Monday, August 13, 2007

Logbook: In Position For The Unknown

Inposition1As you may recall, Saturday was supposed to be the day that we -- my Mom and I -- were to receive the "final verdict" from the travel company about whether or not our Arctic cruise on Polar Star would take place starting on the 22nd. As you may also recall, my plan had been to hang out in the Highlands awaiting the word, then either head to Newcastle to catch one of three ferries that would get me to Norway in time or set something else in motion. When I Skyped my Mom on Friday, she told me that she had already heard from the company and that the word was "We'll tell you on Wednesday the 15th." Besides being a disappointment from a "being on hold" perspective, the delay made my situation even more difficult: By Wednesday, one of the three ferries would already have sailed, leaving me only a good connection on Friday or a really tight one on Sunday. I checked the ferry company's webite and found that passage was still available on Friday then took a walk and thought it all through. The dicision I came up with -- really the only reliable course of action -- was to head to Newcastle anyway, return my car and be "in position" for the unknown. So, I had another nice "mixed-use" day in Pitlochry on Saturday then packed up and hit the road on Sunday morning, headed for Newcastle again (I was here just a few weeks ago to begin the Hadrian's Wall walk!)

Inposition2The drive out of the Highlands was pretty good, with nice scenery in between rain squalls. I made my way through Edinburgh then continuted south through miles of farmland and moors, strikingly similar to what my Mom and I had recently walked through. By early afternoon I entered Newcastle and found it to be one of the most confusing cities I have ever driven in. Its mix of one-way streets (none of which are straight), "Bus Only" lanes and crazy roundabouts was a bit maddening, but I didn't let it get to me and finally -- after about an hour circling the same vicinity -- found my way to the local Holiday Inn Express. I was pretty tired from the drive and confusion, but decided to at least stretch my legs by taking a little walk. Pretty quickly I discover the main reason for Newcastle's street chaos: It is a very, very old city so it was never "planned" or "laid out". Accordingly, the streets still run approximately as they have for almost a thousand years. Add to that a number of ancient relics that have to be maneuvered around -- like the old city wall you see in the photo -- and you have the recipe for the chaos you've got. To my surprise, I also found a fairly substantial "Chinatown" which -- besides feeling out of place -- looks like a place I might get some "different" food for a change. After my walk, I headed back to my room and watched a movie before hitting the rack.

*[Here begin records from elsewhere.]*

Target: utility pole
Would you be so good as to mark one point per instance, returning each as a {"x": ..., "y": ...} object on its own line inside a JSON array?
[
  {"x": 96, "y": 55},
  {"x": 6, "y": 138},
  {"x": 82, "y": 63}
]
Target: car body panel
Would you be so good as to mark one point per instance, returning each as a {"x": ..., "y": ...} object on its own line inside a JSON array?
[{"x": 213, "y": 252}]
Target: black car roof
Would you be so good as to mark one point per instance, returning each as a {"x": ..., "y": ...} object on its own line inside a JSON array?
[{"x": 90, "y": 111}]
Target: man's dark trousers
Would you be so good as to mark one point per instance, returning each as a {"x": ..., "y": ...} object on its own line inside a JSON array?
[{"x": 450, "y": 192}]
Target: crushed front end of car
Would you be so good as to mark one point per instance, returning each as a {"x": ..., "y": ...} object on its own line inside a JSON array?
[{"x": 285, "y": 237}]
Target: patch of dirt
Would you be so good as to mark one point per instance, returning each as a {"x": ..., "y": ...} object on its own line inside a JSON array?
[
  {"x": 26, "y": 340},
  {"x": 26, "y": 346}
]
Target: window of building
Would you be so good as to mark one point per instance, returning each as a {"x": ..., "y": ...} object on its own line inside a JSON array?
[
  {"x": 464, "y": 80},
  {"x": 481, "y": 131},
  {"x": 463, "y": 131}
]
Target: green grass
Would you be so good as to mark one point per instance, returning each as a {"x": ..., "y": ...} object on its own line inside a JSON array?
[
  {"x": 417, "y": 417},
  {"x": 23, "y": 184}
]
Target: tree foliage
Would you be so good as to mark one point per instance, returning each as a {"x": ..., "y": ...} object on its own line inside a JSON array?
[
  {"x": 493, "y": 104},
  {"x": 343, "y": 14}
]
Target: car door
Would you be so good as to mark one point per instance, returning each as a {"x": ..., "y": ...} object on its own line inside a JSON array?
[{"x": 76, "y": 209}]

Inposition3This morning I checked the ferry company's website again -- just wanting to make sure my option for Friday was still open -- but received the message that information was not available, either because of a system problem or because no passage was available. Oh, great. I have learned from experience that on-line booking is usually just fine if you are in a "normal" situation: Sufficient advanced planning, a clear decision that you are ready to buy (versus just "reserve") and a straightforward travel objective. I have none of these, so I decided the best thing was to go to the ferry terminal and see about addressing the situation in person. So, I got on the Metro and rode out of town to the station nearest the ferry and walked about a mile to the docks. Upon entering the terminal I broke into my usual chuckle when I saw that not a single ticket desk was open for business. With a foreboding sense that I had made the trek for nothing, I went outside and looked around, happily finding a "corporate office" for the ferry company. Inside, I was directed to the third floor where I met Janice, a delightful reservation agent who mostly works on the phone. I told her my situation in some detail -- enough for her to get a sense of my "unknowns" -- and asked her advice. She said, "Relax, it's not a problem. I'll hold passage for you on the Friday sailing just in case it fills up, and you can let me know on Thursday whether you want to use it or not. If you still don't know on Thursday, you can always take the Sunday ferry because it never totally books up." So, there we have it! Janice solved my problem -- I think -- and I am pretty much set with a new, revised, tentative, possible plan... and a backup! The moral of the story is: "There's nothing like going there in person when things aren't simple."

I left the ferry dock with a sense of relief and realized I was pretty hungry, so I stopped at a decent pub for lunch and had a delicious chicken salad. As of this moment I am truly in position for the unknown, looking forward to having a couple of days to explore this crazy city and wait for the final, final verdict on my Polar Star cruise. Stay tuned for more scheduling melodrama from The Voyage of Macgellan!


Wes said...

Let what will happen, happen. After all, the truly "unknown" is perhaps the most intriguing risk to consider, the most interesting to act upon, and arguably the most memorable after the fact ... almost no matter what the ourcome.
Besides, I might wager, there are hordes of watchers with ankle bracelets on, second guessing outcomes.
... and the drama unfolds without a plan.

Macgellan said...

Thanks, Wes. "Hordes of watchers with ankle bracelets on"... Good one!